The sole beta build of Ubuntu 14.04 LTS has been made available to download, and comes packed with a whole heap of improvements to the Unity desktop.
Arriving ahead of its April 17 street date, the beta gives users an advance peek of what’s on the way, and developers some much needed last-minute feedback.
But what’s it like?
Pays To Have Trust in the Trusty Tahr
‘The last few releases of Ubuntu may have been boring — but this one is anything but.’
The last few releases of Ubuntu have been, to put it bluntly, boring. Sure, each has seen iterative improvements upon the last, and the usual glut of ‘under the hood fixes’ and app updates have made them worthy updates (though far from compelling). But when it comes to features there have been few to get fanatical about.
And with Ubuntu 14.04 being a Long Term Support release — which are hardly known for shaking things up — you may be expecting more of the same.
But you’d be wrong.
Honing & Polish
Most of you reading this will be well versed in Canonical’s mobile ambitions. Forwarding this goal has come at the expense of working on the desktop. With Canonical’s engineering and design teams commandeered for mobile, the desktop releases have felt a bit neglected.
To be clear: all of that work will eventually benefit the desktop. The long-term goal of a convergent Shangri-La won’t be reached quicker by expending energy on a desktop headed for the digital dustbin.

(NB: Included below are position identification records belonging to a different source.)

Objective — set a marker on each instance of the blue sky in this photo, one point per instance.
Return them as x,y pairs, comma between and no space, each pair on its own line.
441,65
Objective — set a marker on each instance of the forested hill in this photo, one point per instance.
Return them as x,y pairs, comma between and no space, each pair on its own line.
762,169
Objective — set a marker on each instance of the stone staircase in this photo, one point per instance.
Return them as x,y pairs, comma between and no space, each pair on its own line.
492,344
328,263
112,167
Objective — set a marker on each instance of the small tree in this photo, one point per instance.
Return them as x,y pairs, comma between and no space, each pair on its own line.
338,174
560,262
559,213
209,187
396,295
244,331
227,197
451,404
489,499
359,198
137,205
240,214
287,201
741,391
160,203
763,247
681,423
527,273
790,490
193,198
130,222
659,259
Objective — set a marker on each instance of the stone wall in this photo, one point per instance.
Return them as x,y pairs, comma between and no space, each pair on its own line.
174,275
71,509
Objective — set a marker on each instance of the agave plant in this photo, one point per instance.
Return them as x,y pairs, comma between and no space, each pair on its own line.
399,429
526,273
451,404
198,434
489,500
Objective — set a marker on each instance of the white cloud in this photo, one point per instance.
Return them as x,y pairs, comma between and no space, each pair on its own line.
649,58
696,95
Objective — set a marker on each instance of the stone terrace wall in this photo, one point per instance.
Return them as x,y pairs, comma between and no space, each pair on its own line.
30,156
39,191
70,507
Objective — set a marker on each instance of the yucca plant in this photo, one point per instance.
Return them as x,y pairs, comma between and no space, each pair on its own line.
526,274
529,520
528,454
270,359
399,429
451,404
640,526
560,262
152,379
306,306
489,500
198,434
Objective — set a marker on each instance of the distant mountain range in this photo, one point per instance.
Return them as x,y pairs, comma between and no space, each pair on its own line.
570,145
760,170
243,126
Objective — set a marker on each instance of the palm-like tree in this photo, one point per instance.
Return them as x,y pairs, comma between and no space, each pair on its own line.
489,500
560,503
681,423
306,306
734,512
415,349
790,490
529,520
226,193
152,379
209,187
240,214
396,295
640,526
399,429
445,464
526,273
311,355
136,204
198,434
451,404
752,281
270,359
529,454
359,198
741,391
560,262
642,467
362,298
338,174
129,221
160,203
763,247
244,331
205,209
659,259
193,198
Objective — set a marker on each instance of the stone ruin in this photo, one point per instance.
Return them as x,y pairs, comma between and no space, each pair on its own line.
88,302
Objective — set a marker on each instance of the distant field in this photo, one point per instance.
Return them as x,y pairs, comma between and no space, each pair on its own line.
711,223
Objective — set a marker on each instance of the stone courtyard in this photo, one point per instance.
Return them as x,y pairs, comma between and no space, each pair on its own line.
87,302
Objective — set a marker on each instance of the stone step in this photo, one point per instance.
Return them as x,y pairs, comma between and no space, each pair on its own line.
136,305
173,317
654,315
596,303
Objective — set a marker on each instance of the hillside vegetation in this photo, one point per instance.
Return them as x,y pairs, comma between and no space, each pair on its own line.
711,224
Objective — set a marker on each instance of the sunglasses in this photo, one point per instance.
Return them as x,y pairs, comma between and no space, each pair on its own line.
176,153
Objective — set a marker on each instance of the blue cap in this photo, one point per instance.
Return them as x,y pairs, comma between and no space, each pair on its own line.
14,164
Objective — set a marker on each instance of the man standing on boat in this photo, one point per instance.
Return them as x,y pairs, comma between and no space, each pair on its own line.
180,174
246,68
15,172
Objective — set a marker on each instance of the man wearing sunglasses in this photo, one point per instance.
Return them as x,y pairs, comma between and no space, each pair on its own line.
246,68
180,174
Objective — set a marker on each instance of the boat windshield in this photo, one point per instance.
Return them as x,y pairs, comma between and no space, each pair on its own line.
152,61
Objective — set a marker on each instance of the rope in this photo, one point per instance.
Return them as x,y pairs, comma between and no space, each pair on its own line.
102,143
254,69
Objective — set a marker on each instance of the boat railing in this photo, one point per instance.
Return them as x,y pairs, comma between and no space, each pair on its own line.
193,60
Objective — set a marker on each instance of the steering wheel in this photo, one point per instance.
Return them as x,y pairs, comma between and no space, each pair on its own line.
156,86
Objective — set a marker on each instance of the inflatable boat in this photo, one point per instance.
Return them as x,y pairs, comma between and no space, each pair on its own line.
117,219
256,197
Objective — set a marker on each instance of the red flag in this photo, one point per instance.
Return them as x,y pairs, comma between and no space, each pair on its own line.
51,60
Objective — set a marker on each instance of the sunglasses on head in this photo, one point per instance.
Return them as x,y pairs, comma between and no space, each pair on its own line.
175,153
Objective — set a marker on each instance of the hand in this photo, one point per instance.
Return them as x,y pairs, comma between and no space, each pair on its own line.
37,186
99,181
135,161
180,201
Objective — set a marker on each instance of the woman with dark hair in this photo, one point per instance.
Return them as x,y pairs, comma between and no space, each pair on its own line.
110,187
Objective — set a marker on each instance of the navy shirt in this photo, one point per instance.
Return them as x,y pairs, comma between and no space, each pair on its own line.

And so the “Trusty Tahr”, to give it its friendly codename, may look a lot like last October’s release of 13.10, and the 13.04 release before that. But it behaves like an entirely different beast altogether.
You can find out more for yourself by downloading a copy of the beta using the link below. Bear in mind it’s not officially stable (but unofficially it’s pretty much rock solid) so take it for a test drive before installing. Read on while you wait to find out more of what’s in store.
Application Menu Options
Locally integrated menu option should please many
For the first time since the introduction of Unity on the desktop Ubuntu is offering users a choice of where application menus appear.
By default menus continue to show in the top panel. But if you’d rather they were closer to the app they belong to you now only need to tick the Local Menus option located in System Settings > Appearance > Behaviour.
Don’t worry about them getting in the way of moving windows either — they’re really rather clever.